/data_engineering_assignment

Take home assignment for data engineering candidates at SpotOn

Primary LanguagePython

Dusty Shapiro's Spoton Data Engineering Assignment

Instructions

  • Run ./script/setup
  • Input your Kaggle username and API key at the prompts
    • This script will write the Kaggle credentials to docker.env, along with some hardcoded values for the Minio user/password, and the local postgres URL.
    • One can also open the docker.env.sample file and paste in their Kaggle credentials manually. If going this route, be sure to rename this to docker.env before going to the next step.
  • Run: ./script/spoton to spin up the docker containers and run the ingestion.
  • This script will run the entire ingestion, from retreiving data from Kaggle, through Minio-S3 and finally into the local postgres DB.
  • Once the above script finishes (it may take 30-60 seconds to complete the ingestion), feel free to run ./script/db_shell to enter the local DB container, where one can query the data just ingested.
    • The ingestion dumps into the public schema. An example query: select count(*) from olist_customers_dataset;
    • Note: The ./script/spoton is running docker-compose up -d, so keep in mind once the script finishes, the Docker containers are still running in detached mode.

See nextsteps.md for more

Assignment

Your task is to automate the download and ingestion of the Brazilian ecommerce data set using the Kaggle API.

  1. Fork this repo to your account
  2. Create an account with Kaggle if you don't already have one. You will need this to access their API to retreive data for the assigment.
  3. Create a script to retrieve Brazilian eCommerce data from the Kaggle API and place the files listed below in object storage.
  • Minio is provided in docker compose or feel free to use your choice of object storage (e.g. Google Cloud Storage, AWS S3)
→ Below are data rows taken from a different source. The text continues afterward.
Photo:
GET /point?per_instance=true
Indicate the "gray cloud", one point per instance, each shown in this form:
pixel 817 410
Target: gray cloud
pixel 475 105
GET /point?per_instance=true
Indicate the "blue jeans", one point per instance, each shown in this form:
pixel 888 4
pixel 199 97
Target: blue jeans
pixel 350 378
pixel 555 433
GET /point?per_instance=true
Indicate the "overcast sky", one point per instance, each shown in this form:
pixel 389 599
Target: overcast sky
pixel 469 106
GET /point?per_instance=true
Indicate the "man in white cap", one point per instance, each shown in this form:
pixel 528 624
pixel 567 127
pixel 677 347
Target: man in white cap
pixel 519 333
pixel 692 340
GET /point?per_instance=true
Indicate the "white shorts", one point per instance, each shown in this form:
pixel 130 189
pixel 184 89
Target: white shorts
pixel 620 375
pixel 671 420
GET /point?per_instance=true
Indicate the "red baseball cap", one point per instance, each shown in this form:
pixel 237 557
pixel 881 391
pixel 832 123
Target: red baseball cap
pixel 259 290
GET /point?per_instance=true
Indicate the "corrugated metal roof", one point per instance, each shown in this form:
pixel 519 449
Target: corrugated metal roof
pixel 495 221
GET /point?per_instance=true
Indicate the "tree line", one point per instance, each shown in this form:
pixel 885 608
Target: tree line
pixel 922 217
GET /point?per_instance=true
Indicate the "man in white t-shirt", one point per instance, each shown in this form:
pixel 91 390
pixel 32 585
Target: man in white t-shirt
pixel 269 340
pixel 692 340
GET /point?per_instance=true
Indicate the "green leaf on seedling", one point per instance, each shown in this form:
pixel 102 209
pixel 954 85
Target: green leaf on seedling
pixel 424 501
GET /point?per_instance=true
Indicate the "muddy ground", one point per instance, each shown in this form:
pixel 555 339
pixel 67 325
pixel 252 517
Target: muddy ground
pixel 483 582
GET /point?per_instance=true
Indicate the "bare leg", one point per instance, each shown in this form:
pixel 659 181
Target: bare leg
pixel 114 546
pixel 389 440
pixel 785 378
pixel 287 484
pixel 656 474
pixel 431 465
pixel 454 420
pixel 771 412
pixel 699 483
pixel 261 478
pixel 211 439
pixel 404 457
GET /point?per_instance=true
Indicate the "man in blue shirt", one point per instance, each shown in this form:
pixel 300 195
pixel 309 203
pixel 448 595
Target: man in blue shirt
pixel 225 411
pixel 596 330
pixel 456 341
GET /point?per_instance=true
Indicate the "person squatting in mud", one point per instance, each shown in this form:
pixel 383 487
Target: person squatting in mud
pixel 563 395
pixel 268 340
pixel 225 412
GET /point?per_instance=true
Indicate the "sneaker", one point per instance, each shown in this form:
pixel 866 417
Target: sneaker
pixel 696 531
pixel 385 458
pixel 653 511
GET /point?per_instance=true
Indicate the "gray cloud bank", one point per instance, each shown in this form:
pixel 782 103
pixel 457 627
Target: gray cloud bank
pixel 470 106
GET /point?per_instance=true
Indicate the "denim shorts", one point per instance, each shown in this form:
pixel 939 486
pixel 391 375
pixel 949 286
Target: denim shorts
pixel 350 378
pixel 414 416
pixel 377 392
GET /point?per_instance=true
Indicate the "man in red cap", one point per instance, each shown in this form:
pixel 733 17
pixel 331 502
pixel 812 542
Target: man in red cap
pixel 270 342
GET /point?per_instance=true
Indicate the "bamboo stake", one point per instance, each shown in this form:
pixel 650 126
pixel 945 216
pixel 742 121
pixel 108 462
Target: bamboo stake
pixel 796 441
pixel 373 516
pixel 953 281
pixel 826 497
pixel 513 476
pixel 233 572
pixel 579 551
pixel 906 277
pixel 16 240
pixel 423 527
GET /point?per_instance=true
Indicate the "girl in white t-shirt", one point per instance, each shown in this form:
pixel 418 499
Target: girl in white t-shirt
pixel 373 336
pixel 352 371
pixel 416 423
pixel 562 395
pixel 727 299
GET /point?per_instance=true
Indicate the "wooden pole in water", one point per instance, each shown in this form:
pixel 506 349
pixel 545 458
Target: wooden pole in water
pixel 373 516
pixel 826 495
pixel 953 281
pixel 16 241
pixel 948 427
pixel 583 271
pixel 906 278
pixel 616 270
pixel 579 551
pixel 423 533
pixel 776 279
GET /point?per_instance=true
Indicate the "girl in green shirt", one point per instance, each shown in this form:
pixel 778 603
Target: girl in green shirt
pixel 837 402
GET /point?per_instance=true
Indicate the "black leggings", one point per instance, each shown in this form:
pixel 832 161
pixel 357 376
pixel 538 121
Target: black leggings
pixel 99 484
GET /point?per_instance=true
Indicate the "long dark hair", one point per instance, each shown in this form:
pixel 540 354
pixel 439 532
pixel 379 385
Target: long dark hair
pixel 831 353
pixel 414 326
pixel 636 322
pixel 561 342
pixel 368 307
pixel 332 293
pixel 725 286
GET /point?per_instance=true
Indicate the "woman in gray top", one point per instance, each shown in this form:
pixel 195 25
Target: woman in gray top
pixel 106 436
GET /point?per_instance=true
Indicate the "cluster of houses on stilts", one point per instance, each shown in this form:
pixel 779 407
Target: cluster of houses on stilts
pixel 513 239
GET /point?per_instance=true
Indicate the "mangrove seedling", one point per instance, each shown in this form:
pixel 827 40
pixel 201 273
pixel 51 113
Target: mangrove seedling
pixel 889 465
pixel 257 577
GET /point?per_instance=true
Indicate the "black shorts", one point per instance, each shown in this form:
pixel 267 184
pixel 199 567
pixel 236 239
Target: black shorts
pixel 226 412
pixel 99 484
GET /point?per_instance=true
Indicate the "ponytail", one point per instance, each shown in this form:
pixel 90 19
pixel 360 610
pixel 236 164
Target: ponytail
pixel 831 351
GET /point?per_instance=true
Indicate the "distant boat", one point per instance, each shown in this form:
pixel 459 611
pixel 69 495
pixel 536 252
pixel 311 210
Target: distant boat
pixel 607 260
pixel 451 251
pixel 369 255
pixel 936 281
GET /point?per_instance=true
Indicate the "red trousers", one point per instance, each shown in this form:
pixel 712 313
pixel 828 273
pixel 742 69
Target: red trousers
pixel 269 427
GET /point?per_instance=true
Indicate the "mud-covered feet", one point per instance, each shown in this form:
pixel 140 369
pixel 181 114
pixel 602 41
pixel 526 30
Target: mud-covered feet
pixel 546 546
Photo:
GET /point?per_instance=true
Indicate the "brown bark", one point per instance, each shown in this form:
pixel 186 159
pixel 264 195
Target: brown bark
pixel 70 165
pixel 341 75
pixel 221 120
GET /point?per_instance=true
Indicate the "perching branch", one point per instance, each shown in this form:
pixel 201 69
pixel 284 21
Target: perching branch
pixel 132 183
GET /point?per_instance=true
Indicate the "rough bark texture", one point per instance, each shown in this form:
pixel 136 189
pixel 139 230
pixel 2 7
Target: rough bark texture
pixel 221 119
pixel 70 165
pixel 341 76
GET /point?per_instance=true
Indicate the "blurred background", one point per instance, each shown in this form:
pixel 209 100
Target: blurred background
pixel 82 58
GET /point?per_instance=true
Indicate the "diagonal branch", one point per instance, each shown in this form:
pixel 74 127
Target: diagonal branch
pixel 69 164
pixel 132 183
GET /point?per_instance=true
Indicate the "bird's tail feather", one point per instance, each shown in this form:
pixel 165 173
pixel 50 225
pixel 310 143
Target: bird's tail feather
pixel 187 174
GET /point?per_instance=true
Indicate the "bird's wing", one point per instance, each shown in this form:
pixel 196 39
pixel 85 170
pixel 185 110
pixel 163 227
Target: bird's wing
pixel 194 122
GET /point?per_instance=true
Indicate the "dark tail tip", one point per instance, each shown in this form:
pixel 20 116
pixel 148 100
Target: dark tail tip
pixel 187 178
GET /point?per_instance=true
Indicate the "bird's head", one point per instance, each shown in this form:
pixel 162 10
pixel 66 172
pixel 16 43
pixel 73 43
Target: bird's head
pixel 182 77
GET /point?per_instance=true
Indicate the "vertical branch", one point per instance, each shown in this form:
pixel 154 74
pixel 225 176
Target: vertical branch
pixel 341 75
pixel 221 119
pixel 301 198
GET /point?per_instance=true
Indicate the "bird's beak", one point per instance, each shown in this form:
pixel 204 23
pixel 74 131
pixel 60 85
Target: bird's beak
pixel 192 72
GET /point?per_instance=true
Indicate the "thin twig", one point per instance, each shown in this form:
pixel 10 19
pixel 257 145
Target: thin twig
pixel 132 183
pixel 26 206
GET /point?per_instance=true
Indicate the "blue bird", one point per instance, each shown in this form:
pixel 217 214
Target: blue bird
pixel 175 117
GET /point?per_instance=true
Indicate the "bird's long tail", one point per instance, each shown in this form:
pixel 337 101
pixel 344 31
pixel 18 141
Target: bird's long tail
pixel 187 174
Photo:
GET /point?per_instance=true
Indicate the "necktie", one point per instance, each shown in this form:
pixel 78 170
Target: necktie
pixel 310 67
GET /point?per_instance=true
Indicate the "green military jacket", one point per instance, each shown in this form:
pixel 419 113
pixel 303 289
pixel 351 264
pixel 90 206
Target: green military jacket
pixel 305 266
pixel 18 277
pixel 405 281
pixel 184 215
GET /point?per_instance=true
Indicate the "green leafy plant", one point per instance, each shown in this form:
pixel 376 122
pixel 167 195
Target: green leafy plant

  • Load only the following datasets:

    olist_customers_dataset.csv
    olist_order_items_dataset.csv
    olist_orders_dataset.csv
    olist_products_dataset.csv
    
  1. Ingest files from object storage into Postgres using Singer, python or your programming language of choice. Provided is a base python image in the Dockerfile along with a Postgres instance that can be created using docker compose. Your ingestion process should create a table for each file. Here are some helpful links if you are using singer (hint, we link singer ;), but use whatever you are most comfortable with)

  2. Create a nexsteps.md in the repo and cover deployment considerations along with thoughts on further optimization for scale.

Acceptance Criteria

  • We will pulling from the master/main branch of your provided repo link
  • We should be able to run your code by running the following command docker-compose up.
  • We should be able to access the generated tables in the Postgres DB at localhost:5432.
  • Note, feel free to use patterns that you might otherwise avoid if they save a significant amount of time. However, be sure to call these out in your nextsteps.md and be prepared to discuss how you might implement given additional time.